Redundant data saving is usual for almost every database nowadays, and it does not matter if it is a RAID-1 (mirroring) or RAID-5 or anything like that. Nevertheless critical databases must be saved by a copy. This is why:
- By corruption of data the mirroring could be damaged as well.
- A data backup is not sufficient, because the restore would take too long in case of an error.
- Logical mistakes ([inlinecode]DROP[/inlinecode] or [inlinecode]TRUNCATE TABLE[/inlinecode]) could not be recognized or eliminated by a disk mirroring.
To create such a copy there are at least two different methods:
- Creating an identical copy and ongoing recovery (physical standby database, e.g. Oracle Data Guard)
- Creating an independant database and replication of the SQL tasks (replication, e.g. DELL SharePlex for Oracle)
The advantage of this physical standby is, that you do not need to take care about this copy. As it is an identical copy, it is unlikely that SQL tasks would not work here that are performed on the primary database. The only weak point would be an uneven storage property, i.e. while the primary database is still able to allocate further storage, this is depleted on the standby database. After all the disadvantage is that this database cannot be used or only in slight ranges. As it is set in recovery mode, SQL tasks cannot be performed. Although Oracle is offering a so called Active Data Guard configuration, in which a recovery is performed while the database read-only is launched, the read-only access is sometimes not sufficient.
The advantage of the replicated database is that this is an independent database. This means it is opened read-write and it can be a different Oracle software version. It is not necessary to replicate the entire database, but also critical tables can be transmitted. Beside these advantages there is the disadvantage of being an independent database. This means it has to be audited and managed just like the primary database. And there are – meanwhile very uncommon – restrictions in the to be replicated data types or objects.

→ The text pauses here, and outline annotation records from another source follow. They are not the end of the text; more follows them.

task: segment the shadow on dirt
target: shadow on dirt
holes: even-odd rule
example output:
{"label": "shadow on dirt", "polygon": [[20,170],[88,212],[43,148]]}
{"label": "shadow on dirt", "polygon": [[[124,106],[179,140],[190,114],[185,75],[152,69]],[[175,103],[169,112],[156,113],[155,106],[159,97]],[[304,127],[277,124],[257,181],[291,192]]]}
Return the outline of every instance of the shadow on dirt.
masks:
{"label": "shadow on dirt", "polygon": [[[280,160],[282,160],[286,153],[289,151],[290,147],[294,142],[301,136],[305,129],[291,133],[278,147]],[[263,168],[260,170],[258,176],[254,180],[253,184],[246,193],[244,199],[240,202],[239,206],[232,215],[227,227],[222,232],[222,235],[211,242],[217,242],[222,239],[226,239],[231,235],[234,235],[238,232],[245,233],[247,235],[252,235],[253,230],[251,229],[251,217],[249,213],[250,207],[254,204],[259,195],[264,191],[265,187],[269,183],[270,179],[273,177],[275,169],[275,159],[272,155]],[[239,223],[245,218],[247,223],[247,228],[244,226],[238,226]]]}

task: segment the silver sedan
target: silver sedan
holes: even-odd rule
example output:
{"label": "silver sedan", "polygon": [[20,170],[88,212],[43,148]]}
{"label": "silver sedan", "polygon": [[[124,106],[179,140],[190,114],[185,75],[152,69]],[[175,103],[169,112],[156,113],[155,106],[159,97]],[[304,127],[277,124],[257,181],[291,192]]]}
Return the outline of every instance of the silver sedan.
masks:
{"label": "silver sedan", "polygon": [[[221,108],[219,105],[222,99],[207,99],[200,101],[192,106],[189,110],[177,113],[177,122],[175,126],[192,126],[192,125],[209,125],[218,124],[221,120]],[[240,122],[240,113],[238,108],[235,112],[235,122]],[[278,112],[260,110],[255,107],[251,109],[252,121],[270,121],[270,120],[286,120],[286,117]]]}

Which of these to choose depends on the requirements and on the charged license fees.
Why copy
How about the reasons for the copy?
- For the avoidance and recognition of data corruption your chance is 50:50 with the physical standby database. As it is at least always a physical copy of the primary database, a corruption that is already existing would be copied as well – so no actual recognition. If the data corruption occurs later, it would be recognized and fixed most likely. The replication could be a physical copy as well, but in many cases the replication is launched by the DataPump export/import. In those cases the corruption would most likely be recognized. In the following replication it is likely as well, that the corruption can be recognized and also fixed.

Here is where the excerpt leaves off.